Basto and his IT staff are currently preparing to install SUSTAIN in the Georgia Supreme Court to help the judicial institution transition to an electronic document environment and start filing appellate cases electronically. Crystal Reports will also be used with SUSTAIN to provide critical data to the Supreme Court.
The data tracked by Crystal Reports has been used to identify trends and patterns in criminal activities that were not as clear prior to the tool's implementation.
The more than 600 reports and myriad information gathered by AOC employees -- judges, clerks and other judiciary members -- prompted several important decisions in 2005, including the formation of special commissions and committees.
One such example is the Georgia Alliance for Drug Endangered Children (GADEC), which was formed in 2005 after reports on juvenile crime and drug treatment programs indicated a dangerous trend among Georgia's youth.
The reports found that juveniles living next to Georgia highways were using drugs more frequently than their peers.
"The new AOC platform gives us a way to get necessary data to see where we need to focus our attention and where our problems are," said Peggy Walker, judge at Douglas County Juvenile Court and founder of the GADEC. "We looked at drug use and saw methamphetamines were a big problem and saw patterns of use across northern Georgia, along the corridors of the expressway. It gave us a clearer picture we would not have had otherwise."
The AOC business intelligence platform and Crystal Reports are extremely useful tools in understanding what is happening in the state, Walker said, especially since the courts don't have the means to fund studies and gather the necessary information to subsidize commissions.
"We don't have [the] ability to fund that type of research and to have that type of information," Walker said. "If the AOC can have that information, we can use that to form our budgets, and then when we can look for resources. So it's a vital part of helping us to do our jobs well."
Crystal Reports also generates intelligence that determines judicial appointments based on statewide case count statistics and whether additional judges are needed to address an increase in caseload.
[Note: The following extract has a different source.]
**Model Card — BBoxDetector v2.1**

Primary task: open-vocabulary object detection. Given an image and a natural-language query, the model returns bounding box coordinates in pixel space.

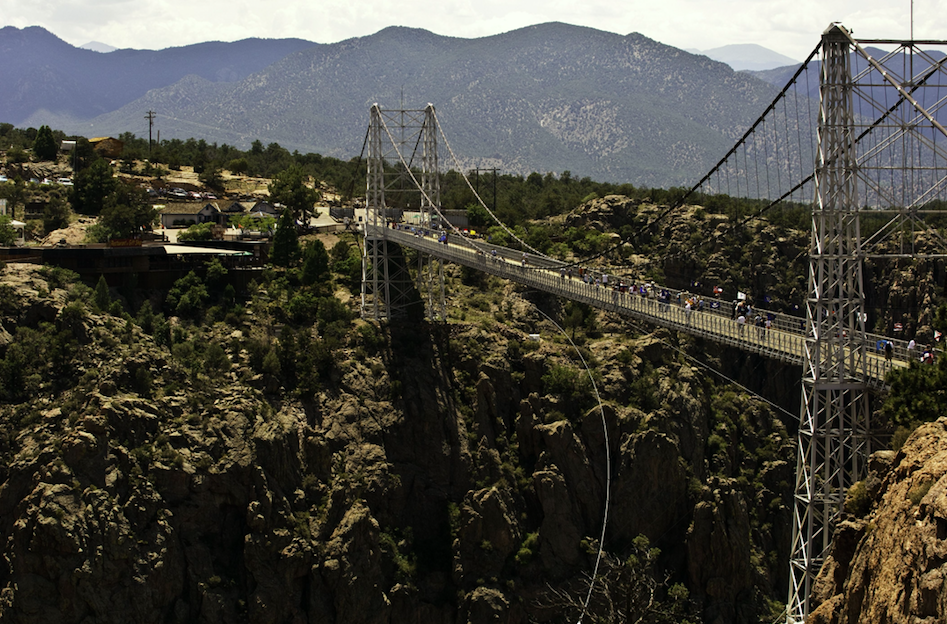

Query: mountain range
[0,23,800,186]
"Through the use of this reporting software, we saw that we had big deficiencies in data, and what we were missing," Basto said. "Now we're incorporating in our applications around 600 reports, from end-of-month reports to receipts."
Basto is working to make the AOC platform the premier source of judicial data in the state. It is a huge undertaking he admits, but he is already anticipating the possibilities of the new technology. Once the system is fully deployed, Basto said he foresees a comprehensive, unified network throughout Georgia, where state, county and city agencies can consolidate and share their data across multiple networks, applications and information sources.
Basto said the new system will consist of a standardized platform that not only supports the AOC, but also the Department of Motor Vehicles, police and sheriff departments, the Department of Corrections, and any other state or city municipality conducting an investigation and needing to access information from disparate databases, including the DHS.
"There is not an agency I know of in Georgia that does not allow complete state-side information to be shared," Basto said. "I don't see why we cannot go toward that goal. Our system is only as good as the information it provides."